ITEM 4. CONTROLS AND PROCEDURES
As of the end of the period covered by this report, we carried out an evaluation, under the supervision and with the participation of the Company’s management, including our Chief Executive Officer and Principal Financial Officer, of the effectiveness of the design and operation of our “disclosure controls and procedures” (as defined in Rule 13a-15(e) of the Securities Exchange Act of 1934). Based upon that evaluation, the Chief Executive Officer and Principal Financial Officer concluded that our disclosure controls and procedures were effective to ensure information required to be disclosed by us in reports we file or submit under the Exchange Act is (1) recorded, processed, summarized and reported within the time periods specified in SEC rules and forms and (2) accumulated and communicated to our management, including our Chief Executive Officer and Principal Financial Officer, to allow timely decisions regarding required disclosure.

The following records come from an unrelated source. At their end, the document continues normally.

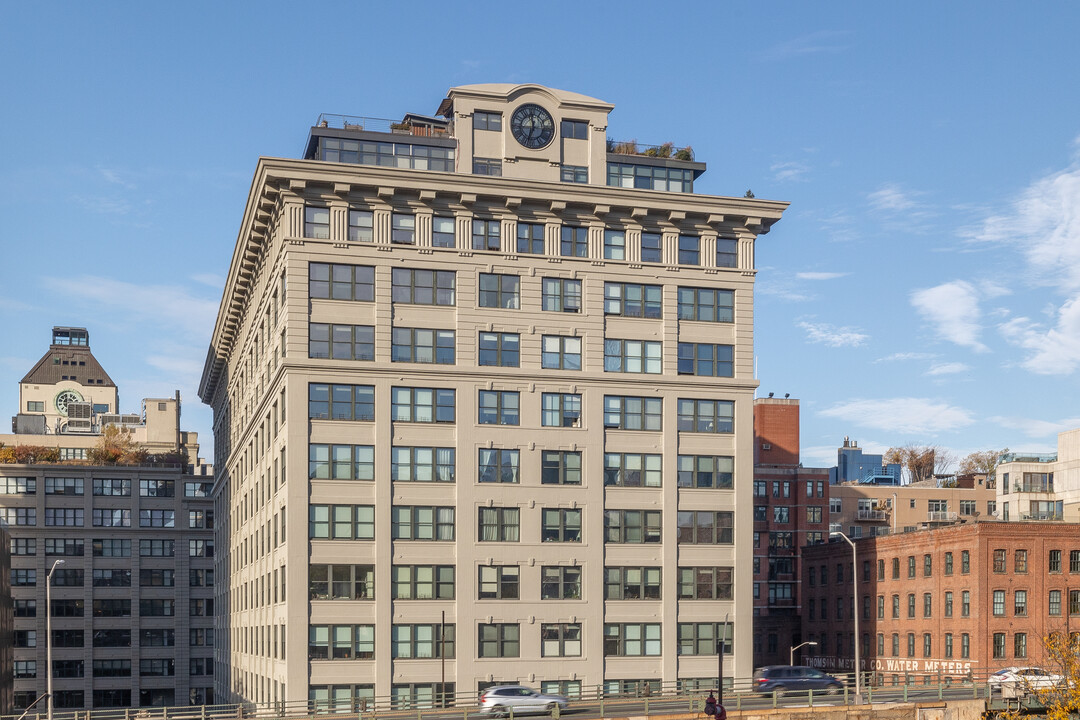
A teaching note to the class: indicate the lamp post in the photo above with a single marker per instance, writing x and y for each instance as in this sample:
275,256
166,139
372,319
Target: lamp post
811,643
854,611
49,637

There were no changes in our internal control over financial reporting during our most recent fiscal quarter that have materially affected, or are reasonably likely to materially affect, our internal control over financial reporting.

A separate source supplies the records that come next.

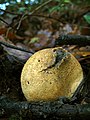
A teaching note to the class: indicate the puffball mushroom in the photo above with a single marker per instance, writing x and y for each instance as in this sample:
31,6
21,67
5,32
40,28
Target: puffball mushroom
49,74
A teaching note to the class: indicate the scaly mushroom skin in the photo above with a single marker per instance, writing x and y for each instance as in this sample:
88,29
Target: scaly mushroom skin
49,74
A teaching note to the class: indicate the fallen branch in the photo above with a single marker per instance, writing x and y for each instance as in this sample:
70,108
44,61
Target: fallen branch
80,40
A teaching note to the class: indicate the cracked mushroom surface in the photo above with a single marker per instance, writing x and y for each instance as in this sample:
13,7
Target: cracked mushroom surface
49,74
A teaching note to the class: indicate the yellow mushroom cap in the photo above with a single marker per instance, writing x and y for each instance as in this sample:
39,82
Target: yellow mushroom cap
49,74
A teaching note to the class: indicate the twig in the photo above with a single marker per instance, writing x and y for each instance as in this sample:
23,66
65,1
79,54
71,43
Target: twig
4,21
14,47
42,5
80,40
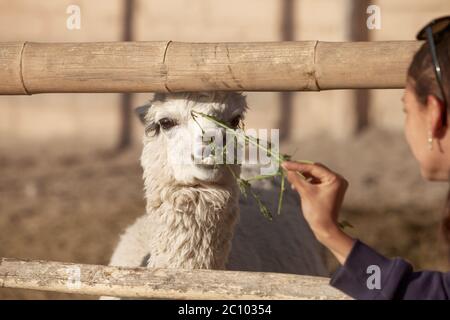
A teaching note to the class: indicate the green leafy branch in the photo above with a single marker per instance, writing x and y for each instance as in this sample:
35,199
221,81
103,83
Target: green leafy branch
245,184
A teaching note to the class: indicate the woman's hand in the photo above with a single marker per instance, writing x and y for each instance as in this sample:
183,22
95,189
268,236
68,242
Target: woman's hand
321,196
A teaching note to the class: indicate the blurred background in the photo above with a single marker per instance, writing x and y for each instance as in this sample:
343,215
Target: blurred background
70,179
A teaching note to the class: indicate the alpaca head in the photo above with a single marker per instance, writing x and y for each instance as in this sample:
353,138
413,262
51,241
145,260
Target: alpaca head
174,142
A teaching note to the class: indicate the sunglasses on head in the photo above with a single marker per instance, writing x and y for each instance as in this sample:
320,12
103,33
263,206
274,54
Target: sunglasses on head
433,33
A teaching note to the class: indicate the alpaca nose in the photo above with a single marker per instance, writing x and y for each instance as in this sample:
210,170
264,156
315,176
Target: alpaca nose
208,143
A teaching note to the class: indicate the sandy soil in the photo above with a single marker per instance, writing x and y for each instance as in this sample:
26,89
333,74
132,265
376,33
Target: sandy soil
70,203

FORWARD-LOOKING STATEMENTS
Certain statements in this Quarterly Report on Form 10-Q (the “Form 10-Q”) constitute “forward-looking statements” within the meaning of the Private Securities Litigation Reform Act of 1995. Such forward-looking statements involve known and unknown risk, uncertainties and other factors that may cause the actual results, performance or achievements of our Company to be materially different from any future results, performance or achievements expressed or implied by such forward-looking statements. Such factors include, but are not limited to, the following: general economic and business conditions, pricing of competitive products, success of new product and flavor introductions, fluctuations in the costs of raw materials and packaging supplies, ability to pass along cost increases to our customers, labor strikes or work stoppages or other interruptions in the employment of labor, continued retailer support for our products, changes in brand image, consumer preferences and our success in creating products geared toward consumers’ tastes, success in implementing business strategies, changes in business strategy or development plans, government regulations, taxes or fees imposed on the sale of our products, unfavorable weather conditions and other factors referenced in this Form 10-Q. For a further list and description of various risks, relevant factors and uncertainties that could cause future results or events to differ materially from those expressed or implied in our forward-looking statements, see the “Risk Factors” and “Management’s Discussion and Analysis of Financial Condition and Results of Operations” sections contained in our Annual Report on Form 10-K for the fiscal year ended April 28, 2018 and other filings with the Securities and Exchange Commission. We disclaim an obligation to update any such factors or to publicly announce the results of any revisions to any forward-looking statements contained herein to reflect future events or developments.